For Platform Engineering teams to be effective, do not strongly couple them with the other engineering groups. Even though these are centralized engineering teams, they should operate in a decentralized manner. Platform Engineering teams should follow the mantra of Loosely coupled but strongly aligned with the other engineering teams. To achieve this, view Platform Engineering teams as enablers, not as doers.

stone-wall-86660_640

The build engineering team creates tools and resources so that any team in the organization can deploy their builds to production, i.e., the Build engineering team enables you to deploy builds using the tools they create; they do not deploy the build for you.

The performance engineering team creates tools and frameworks for you to identify performance bottlenecks, i.e., the performance engineering team enables you to identify performance bottlenecks using the tools they build; they do not identify performance bottlenecks for you.

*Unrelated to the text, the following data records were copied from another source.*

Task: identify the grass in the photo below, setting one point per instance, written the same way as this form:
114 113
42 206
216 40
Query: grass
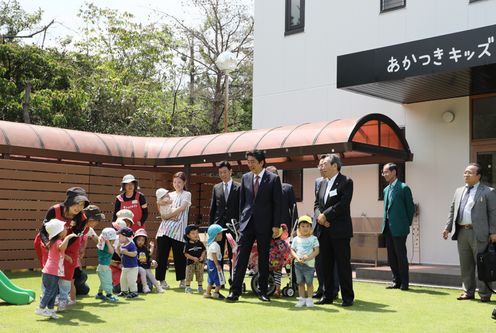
376 310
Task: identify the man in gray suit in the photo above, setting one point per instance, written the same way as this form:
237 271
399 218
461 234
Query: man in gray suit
472 219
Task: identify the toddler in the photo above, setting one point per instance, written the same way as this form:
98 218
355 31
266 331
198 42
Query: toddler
195 254
304 249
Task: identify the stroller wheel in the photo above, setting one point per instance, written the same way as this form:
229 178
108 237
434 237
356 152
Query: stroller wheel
255 287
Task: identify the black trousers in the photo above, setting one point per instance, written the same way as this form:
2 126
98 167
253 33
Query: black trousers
164 245
336 252
245 244
397 257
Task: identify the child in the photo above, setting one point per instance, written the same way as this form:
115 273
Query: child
215 272
278 256
195 253
304 248
54 266
144 261
105 250
129 259
164 201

The security engineering team creates tools and libraries for you to identify security loopholes, i.e., the security engineering team enables you to identify security holes using the tools they build; they do not identify security loopholes for you.

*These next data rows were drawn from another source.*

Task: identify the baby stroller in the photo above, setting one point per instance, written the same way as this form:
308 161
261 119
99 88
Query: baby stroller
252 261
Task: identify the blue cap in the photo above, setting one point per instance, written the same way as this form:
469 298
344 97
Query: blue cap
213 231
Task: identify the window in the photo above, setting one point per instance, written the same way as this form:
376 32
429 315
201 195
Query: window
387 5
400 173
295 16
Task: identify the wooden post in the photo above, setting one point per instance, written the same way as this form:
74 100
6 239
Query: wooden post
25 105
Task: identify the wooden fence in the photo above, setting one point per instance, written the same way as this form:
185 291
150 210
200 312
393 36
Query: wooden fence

This is how organizations should mold and communicate the role of Platform Engineering teams. Positioning the Platform Engineering teams as doers instead of enablers makes them the bottleneck for other teams to get their work done.

Other teams rely on Platform Engineering teams for their success. You do not want them second-guessing whether the Platform Engineering teams are doing their job or not. They need to trust the Platform Engineering teams with their critical workloads. Without trust, everything breaks, leading to unnecessary back and forth, sapping the energy of all parties involved.

To build this culture of trust, Platform Engineering teams should focus on observability, performance, and stability.

Lack of observability creates anxiety. If the build engineering team does not give a dashboard where one can see the progress of builds, history of builds, and create alerts on build failure – teams would be anxious about their builds. They would bug the Build Engineering team on this, causing stress all around. Observability is a must for creating a culture of zero stress and anxiety.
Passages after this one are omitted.